I’m not saying there aren’t such sick fucks out there who would do that, I’m saying I don’t know any such people, can’t relate to such people, and don’t want to spend hours of my life watching such a peice of garbage survive. So the protagonist was an unrelateable and unlikable character.

And that said other characters I thought their arcs and actions were likewise a bit fast and convenient, becoming quickdraw terminators, and taking their particular brand of murder/killing way too easily in their stride (“I just blew my lovers head off, but I’m from Texas yall, and am ready to make jokes in the next scene for you Mr. Romero”). There was just a lot of poor acting married to either heavyhanded/preachy dialog or inane plot contivances.

So the poor plot, bad dialog, unnatural performances makes it impossible for you to view the film seriously, but it fails also as satire or comedy because a/it’s not smart and b/it’s not funny (with the exception of the Amish line. The only memorable line in the whole movie).

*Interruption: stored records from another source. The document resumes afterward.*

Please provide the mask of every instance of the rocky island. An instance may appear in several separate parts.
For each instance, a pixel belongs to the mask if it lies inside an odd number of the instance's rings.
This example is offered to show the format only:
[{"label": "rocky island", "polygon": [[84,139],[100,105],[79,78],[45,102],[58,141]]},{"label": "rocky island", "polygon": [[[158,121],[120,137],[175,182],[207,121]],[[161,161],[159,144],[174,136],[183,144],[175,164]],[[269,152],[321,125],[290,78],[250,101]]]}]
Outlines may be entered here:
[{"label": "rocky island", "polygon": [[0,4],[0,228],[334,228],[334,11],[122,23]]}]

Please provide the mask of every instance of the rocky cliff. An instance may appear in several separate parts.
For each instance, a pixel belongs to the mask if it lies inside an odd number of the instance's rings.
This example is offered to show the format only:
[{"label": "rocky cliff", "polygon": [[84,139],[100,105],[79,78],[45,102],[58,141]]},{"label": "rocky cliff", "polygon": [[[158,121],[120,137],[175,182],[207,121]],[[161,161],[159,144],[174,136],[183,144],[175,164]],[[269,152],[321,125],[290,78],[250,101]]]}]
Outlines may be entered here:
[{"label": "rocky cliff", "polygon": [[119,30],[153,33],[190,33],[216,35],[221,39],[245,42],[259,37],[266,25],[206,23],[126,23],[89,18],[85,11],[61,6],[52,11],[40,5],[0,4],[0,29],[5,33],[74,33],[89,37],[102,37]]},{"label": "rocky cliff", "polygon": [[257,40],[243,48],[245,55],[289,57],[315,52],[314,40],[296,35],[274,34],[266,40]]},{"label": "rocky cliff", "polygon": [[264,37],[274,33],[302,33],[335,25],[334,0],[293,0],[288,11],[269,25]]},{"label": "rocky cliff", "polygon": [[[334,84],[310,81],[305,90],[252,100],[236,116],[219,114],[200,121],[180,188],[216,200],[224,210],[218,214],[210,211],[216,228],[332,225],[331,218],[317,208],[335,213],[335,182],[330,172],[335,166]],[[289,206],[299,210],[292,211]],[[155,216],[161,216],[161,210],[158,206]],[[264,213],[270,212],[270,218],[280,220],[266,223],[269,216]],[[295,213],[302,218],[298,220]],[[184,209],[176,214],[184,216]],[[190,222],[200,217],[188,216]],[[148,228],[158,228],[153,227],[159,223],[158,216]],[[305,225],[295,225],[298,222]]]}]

DIARY OF THE DEAD attempts to jump on the discovered footage bandwagon of flicks such as CLOVERFIELD (which I found also to be an inept film, with unrealistic performances, married to a heaping dose of annoying actors and quite a bit of boredom) or REC(which I found to be brilliant. There the conceipt of a TV crew following a team of professional, is crafted believably), DIARY OF THE DEAD however is a poor jumper, and instead slips on the bandwagon, twists its ankle, and pretty much lays there like a dead fish till the credits roll.

I’m being a little facetious, the film does have some points of interest, high among them is the performance of the film/theater teacher, who just so happens to be John Rambo when emergeny requires. While something of a hodgepodge of stereotypes, the actor pulls it off and imbues his role with real charm. And the aforementioned Amish scene has a humorous beginning. And I liked them running into the Black survivalists. I thought that was a neat twist.

So the film isn’t without its strengths, unfortunately its flaws, the spliced in footage of real disasters (trying to give the film an importance and weight that its ultimately too inept and tactless to earn) the too often poor performances and situations, just smother everything else.

All in all a pretty disappointing and forgettable film from Romero, who seemingly has become obsessed with making these Ghoul flicks, in an attempt to recapture the acclaim and relavence of his first film. It comes off almost as a one trick director, remaking the same film to various degrees of diminishing returns.

DIARY OF THE DEAD may be worth a look if it is free and you’re bored, but otherwise avoid. D-.